Cracking the Long-Jump Code

Thursday, February 16th, 2012

When Bob Beamon leapt 29 feet, 2½ inches to set a world record at the 1968 Olympics, Scott Cacciola says, his performance was a total anomaly:

He smashed the old record by nearly two feet. It helped that Beamon was jumping in the thin air of Mexico City with a slight wind at his back, but Beamon also benefited from a flash of biomechanical wizardry not even he could replicate.

Experts who have watched the jump on video say Beamon was somehow able to sweep his trail leg across his body at twice his normal rate as he hit the board, creating an explosive whipping action that launched him into the exosphere. Beamon never again broke 27 feet. His record stood for nearly 23 years until Mike Powell eclipsed the mark by two inches in 1991 — a record that still stands.

Video technology has made a major impact on the long jump:

Ramey, who’s studied the sport since the late 1950s when he was an athlete at Penn State, now uses a point-and-shoot camera that records at 200 frames per second, which is seven times more powerful than most video cameras. Though long jumpers only spend about .15 seconds on the takeoff board, his camera is fast enough to capture 30 frames of that sequence alone.

The trouble, Ramey said, is that long jumpers don’t merely want images to study.
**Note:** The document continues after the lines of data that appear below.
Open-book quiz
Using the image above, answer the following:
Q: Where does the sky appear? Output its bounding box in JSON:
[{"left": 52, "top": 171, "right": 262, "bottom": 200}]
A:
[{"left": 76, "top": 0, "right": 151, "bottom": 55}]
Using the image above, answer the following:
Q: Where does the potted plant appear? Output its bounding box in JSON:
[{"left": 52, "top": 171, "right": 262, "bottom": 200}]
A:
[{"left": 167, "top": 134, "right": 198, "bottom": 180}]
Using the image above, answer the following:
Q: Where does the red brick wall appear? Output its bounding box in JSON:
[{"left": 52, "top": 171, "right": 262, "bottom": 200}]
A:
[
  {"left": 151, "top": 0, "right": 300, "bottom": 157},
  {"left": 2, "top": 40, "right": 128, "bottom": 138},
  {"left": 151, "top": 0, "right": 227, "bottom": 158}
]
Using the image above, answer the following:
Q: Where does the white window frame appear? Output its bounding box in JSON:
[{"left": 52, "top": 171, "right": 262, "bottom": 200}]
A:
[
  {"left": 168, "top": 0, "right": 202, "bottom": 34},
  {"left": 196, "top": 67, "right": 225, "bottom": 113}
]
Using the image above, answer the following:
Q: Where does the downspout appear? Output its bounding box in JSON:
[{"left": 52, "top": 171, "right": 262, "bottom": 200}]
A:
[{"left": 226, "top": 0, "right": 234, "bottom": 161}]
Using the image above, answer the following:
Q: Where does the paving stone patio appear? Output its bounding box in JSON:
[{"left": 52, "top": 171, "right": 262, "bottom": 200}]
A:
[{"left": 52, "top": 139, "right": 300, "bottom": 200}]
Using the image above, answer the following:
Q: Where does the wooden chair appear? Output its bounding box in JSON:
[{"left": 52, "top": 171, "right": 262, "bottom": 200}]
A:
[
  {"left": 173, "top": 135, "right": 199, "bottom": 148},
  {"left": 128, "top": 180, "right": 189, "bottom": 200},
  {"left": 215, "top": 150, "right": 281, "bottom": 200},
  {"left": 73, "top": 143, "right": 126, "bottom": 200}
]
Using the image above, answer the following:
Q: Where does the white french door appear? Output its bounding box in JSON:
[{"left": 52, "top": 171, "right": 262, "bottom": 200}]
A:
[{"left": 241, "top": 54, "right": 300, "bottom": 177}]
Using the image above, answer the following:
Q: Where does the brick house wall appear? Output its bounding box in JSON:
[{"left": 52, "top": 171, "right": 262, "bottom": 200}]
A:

They want numbers. In the absence of those numbers, jumpers are often left to go on “feel” during training: Does one technique feel more effective than another?

That’s where BMW engineers and their cameras come in:

The distance of a long jump hinges on the moment when a jumper transfers his horizontal velocity (running speed on the runway) into vertical velocity as he leaps off the board. Most elite long jumpers are able to generate a vertical velocity that is about a third of their horizontal velocity — but, generally, the higher that ratio, the longer the jump.

BMW’s research involves using a special “stereo” camera outfitted with two lenses to film athletes as they jump. The camera, which BMW is developing for the purposes of lane-detection systems in its automobiles, turns video into data that is processed through an algorithm on an open-source robotics system. After a jump, the system spits out three crucial numbers on a trackside monitor: A jumper’s horizontal velocity, his vertical velocity as he left the board and his angle of flight.